L’oncle et la nièce sont évidemment sourds à ce discours, mais se laissent peu à peu émouvoir par les confessions de l’officier qui, aveugle ou naïf, entrevoit la solution de ses maux intimes à la grandeur de l’Allemagne. Melville façonne grâce à la photo de Henri Decaë un cocon intimiste, où sa mise en scène traduit toute l’ambiguïté des rapports unissant les personnages. Les compositions de plan montrent parfois le trio ensemble à l’image, mais la liberté de mouvement de l’officier soliloquant s’oppose à la position assise et la nature silencieuse de ses hôtes. Malgré ses efforts de rapprochement, cette disposition, ce langage corporel trahit les rapports de forces. Pourtant, en travaillant sur le passage du temps, les habitudes nouées malgré elles (le bruit de pas raide de l’officier que l’oncle guette désormais), les précautions initiales s’estompent sans pour autant délier la parole. Le besoin de communication de von Ebrennac se heurte à la nécessité de distance de l’oncle et la nièce, les préventions d’un contexte empêche cela et s’avère malgré l’impasse à l’honneur des deux camps. La voix-off révèle explicitement le trouble de l’oncle, mais se montre plus évasive pour révéler les sentiments naissants de la nièce. Un pincement de lèvres, un regard à la dérobée, une main moins assurée dans ses séances de tricot, tout invite à laisser deviner une hésitation.
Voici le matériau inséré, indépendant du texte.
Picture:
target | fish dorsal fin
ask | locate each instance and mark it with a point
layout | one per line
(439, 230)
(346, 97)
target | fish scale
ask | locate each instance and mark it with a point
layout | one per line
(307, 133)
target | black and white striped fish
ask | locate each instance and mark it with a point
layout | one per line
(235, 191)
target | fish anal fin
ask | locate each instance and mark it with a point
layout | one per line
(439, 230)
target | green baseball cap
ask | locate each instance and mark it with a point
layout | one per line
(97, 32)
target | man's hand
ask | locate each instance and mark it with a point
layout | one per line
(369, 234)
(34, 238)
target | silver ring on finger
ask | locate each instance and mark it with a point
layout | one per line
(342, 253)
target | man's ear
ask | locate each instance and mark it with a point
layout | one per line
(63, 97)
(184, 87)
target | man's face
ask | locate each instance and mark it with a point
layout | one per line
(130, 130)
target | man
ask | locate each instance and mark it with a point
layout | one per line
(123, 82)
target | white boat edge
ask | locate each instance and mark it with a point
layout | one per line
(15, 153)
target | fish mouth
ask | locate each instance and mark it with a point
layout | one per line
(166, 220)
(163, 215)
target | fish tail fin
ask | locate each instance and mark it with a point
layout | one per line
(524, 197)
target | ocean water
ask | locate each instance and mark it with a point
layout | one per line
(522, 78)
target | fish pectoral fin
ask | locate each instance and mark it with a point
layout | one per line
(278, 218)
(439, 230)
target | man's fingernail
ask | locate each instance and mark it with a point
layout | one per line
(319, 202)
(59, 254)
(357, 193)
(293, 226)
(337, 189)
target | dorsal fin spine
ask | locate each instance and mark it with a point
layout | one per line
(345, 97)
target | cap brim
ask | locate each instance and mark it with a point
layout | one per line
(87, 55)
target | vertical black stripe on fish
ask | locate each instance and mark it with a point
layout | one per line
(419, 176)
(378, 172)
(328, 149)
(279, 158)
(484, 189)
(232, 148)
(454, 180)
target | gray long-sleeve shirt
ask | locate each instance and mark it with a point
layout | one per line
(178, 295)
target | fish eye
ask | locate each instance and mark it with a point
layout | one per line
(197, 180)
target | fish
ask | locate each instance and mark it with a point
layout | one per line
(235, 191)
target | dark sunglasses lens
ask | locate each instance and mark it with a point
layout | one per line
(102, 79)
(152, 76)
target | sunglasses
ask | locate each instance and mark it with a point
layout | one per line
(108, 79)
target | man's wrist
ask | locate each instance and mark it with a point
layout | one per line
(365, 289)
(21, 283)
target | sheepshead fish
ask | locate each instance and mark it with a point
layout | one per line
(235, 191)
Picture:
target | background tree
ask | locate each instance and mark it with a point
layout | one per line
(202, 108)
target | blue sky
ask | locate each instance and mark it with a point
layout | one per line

Fidèle à la nouvelle, Melville en reste là et amène le schisme par les illusions perdues de l’officier. Le fait d’avoir un allemand « humain » fut fortement reproché à Vercors au moment de la publication (au point de le soupçonner d’être un collaborationniste) mais le fait que la fragile connexion se rompe par une prise de conscience de ce qu’est sont camp apporte une force émotionnelle certaine. On peut se demander à quel niveau un gradé non-membre des SS ou de la Gestapo pouvait être renseigné sur la vraie face du nazisme (ce que semble découvrir le personnage ici lors d’une visite à Paris) mais la surprise de von Ebrennac à ce sujet le brise les élans amicaux. Melville effectue alors un ajout essentiel à la nouvelle en suggérant l’insoumission à des ordres monstrueux pour l’officier. Mais celui-ci soumit à un dogme et un rêve qui l’ont déçu préfère choisir la mort assurée, quand le silence maintenu par l’oncle et sa nièce suggère la résistance intime et collective. C’est un élément inhérent au récit mais aussi en coulisse puisque, outre le passif héroïque de Melville, l’actrice Nicole Stéphane, d’origine juive, fut une résistante émérite (membres des Forces françaises libres, agente de liaison en Allemagne, sous-lieutenante à Londres). 

Sous le beau message, Melville malgré des moyens limités fait déjà montre d’une précision clinique et d’une grande inventivité dans sa mise en scène. L’agencement parfait des stock-shots au montage, les transitions à la fois précise et poétique, les effets expressionnistes trahissent l’influence de Citizen Kane (1941) qui est un de ses films de chevet. Le Silence de la mer en plus d’être une belle réussite, remplira son objectif en convaincant Vercors de le laisser exploiter et lance la carrière d’un grand cinéaste.